Photoaffinity labeling of organic anion transport system in proximal tubule

Abstract

The present investigation compares brush-border (BBM) and basolateral membrane (BLM) vesicles in terms of purity, function, appearance on sodium dodecyl sulfate (SDS) gels, and labeling pattern by use of N-(4-azido-2-nitrophenyl)-2-aminoethanesulfonic acid (NAP-taurine), a photoaffinity analogue of p-aminohippurate (PAH).
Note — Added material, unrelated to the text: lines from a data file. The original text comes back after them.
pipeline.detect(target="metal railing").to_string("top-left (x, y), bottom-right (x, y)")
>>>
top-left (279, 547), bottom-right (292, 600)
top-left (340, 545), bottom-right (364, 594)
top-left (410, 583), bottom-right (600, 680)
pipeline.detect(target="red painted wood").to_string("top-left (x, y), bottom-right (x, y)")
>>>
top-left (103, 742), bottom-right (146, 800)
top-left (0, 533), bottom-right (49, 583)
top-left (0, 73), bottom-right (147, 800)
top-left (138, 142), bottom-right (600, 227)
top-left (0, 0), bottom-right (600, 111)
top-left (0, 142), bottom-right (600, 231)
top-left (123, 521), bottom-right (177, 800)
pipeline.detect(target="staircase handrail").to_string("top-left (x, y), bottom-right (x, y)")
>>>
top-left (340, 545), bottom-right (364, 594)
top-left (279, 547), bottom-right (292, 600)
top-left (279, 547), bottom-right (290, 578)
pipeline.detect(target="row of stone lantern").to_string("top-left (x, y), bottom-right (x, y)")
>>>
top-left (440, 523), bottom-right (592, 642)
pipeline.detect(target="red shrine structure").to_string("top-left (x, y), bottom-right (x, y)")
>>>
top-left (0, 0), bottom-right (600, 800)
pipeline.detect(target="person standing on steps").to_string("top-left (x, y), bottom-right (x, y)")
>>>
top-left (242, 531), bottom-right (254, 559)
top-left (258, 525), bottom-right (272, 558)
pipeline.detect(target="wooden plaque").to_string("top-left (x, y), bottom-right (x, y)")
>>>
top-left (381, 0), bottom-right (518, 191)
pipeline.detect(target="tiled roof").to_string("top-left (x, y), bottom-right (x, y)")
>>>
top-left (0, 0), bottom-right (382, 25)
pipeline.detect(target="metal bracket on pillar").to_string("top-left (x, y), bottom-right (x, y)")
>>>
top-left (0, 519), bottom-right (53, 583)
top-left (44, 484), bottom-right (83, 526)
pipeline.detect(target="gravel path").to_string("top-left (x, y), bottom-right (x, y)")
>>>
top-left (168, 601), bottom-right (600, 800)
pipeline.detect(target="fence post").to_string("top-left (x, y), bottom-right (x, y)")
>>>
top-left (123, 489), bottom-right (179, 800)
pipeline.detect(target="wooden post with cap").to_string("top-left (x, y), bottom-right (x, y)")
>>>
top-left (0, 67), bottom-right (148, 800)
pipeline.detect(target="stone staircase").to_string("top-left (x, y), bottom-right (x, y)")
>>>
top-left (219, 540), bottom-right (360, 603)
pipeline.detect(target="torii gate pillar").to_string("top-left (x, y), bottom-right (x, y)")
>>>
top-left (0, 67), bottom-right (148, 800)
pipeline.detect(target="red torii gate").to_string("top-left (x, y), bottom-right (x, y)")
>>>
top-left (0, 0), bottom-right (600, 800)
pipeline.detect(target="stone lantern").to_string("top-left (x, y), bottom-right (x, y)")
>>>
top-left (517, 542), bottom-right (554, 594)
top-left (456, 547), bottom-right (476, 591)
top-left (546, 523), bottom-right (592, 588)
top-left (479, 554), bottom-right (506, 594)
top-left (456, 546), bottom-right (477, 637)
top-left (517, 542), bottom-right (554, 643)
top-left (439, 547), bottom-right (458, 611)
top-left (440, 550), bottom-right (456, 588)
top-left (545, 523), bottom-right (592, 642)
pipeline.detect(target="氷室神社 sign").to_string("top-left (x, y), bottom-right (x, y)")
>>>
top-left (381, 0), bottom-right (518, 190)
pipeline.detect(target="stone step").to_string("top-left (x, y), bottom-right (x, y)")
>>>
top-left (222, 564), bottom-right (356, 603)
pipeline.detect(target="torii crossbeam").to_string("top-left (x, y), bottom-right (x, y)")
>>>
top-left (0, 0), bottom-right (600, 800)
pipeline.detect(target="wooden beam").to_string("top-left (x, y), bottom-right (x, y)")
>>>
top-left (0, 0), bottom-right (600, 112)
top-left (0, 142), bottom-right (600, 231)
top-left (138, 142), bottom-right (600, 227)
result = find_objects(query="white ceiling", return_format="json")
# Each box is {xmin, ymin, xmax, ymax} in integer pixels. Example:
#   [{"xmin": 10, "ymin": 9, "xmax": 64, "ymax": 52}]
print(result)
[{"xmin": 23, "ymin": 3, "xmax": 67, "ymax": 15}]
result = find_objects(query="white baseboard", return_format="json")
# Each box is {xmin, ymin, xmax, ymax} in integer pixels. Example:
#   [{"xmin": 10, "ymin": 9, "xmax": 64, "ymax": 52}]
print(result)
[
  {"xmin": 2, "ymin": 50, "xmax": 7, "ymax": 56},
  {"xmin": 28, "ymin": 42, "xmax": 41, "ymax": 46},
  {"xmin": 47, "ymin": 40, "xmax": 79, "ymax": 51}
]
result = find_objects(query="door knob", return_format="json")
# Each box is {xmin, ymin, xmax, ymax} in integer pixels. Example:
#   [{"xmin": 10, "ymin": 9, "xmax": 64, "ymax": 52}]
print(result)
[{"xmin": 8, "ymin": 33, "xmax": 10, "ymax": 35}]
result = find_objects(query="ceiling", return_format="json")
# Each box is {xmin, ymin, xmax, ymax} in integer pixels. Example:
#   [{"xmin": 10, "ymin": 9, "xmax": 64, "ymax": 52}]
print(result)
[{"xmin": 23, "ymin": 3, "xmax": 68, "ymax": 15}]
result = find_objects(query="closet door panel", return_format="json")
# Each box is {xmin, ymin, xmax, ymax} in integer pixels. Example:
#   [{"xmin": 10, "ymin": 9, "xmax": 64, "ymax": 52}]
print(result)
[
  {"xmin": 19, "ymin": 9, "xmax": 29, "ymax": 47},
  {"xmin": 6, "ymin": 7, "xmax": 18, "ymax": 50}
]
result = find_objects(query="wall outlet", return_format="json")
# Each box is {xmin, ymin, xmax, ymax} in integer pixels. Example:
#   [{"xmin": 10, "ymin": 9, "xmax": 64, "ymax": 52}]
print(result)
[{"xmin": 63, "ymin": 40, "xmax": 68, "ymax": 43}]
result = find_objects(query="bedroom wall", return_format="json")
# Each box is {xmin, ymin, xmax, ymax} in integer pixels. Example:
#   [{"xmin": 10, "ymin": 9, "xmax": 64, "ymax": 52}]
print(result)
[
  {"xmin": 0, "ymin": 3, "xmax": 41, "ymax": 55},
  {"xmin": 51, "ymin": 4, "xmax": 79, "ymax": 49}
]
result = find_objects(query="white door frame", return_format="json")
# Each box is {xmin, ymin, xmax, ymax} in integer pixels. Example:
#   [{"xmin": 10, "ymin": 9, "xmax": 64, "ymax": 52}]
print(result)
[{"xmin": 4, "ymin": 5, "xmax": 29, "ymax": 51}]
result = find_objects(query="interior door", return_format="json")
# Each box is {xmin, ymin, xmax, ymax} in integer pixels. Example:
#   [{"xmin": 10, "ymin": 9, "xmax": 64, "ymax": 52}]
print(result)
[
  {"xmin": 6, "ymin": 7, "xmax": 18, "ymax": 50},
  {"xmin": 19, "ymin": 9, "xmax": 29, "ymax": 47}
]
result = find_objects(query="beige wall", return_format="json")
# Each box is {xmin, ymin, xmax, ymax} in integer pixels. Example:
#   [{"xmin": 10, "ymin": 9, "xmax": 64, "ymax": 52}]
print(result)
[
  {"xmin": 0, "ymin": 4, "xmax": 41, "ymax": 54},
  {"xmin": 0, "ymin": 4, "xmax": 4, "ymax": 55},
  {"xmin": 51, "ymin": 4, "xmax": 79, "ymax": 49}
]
Both BLM and BBM were vesicular by demonstration of PAH uptake into an osmotically active space and had probenecid-inhibitable uptake of PAH. Time courses for uptake were similar. 250 microM NAP-taurine resulted in a 35% inhibition of PAH uptake in BLM but it did not significantly effect PAH uptake into BBM. The latter was affected by 1 mM NAP-taurine. A comparison of Coomassie blue SDS gels of BLM and BBM showed markedly different staining patterns. A major band at approximately 52,000 daltons was more intensely stained in BLM than BBM. Major bands at approximately 40,000 and approximately 80,000 were stained more heavily in BBM than BLM. A minor protein at 26,000 in the BLM did not appear in BBM. An irreversible inhibition of PAH uptake in BLM was observed after photolysis in the presence of NAP-taurine. This was associated with the labeling of four protein bands on SDS polyacrylamide gels. In contrast no labeling was observed in BBM.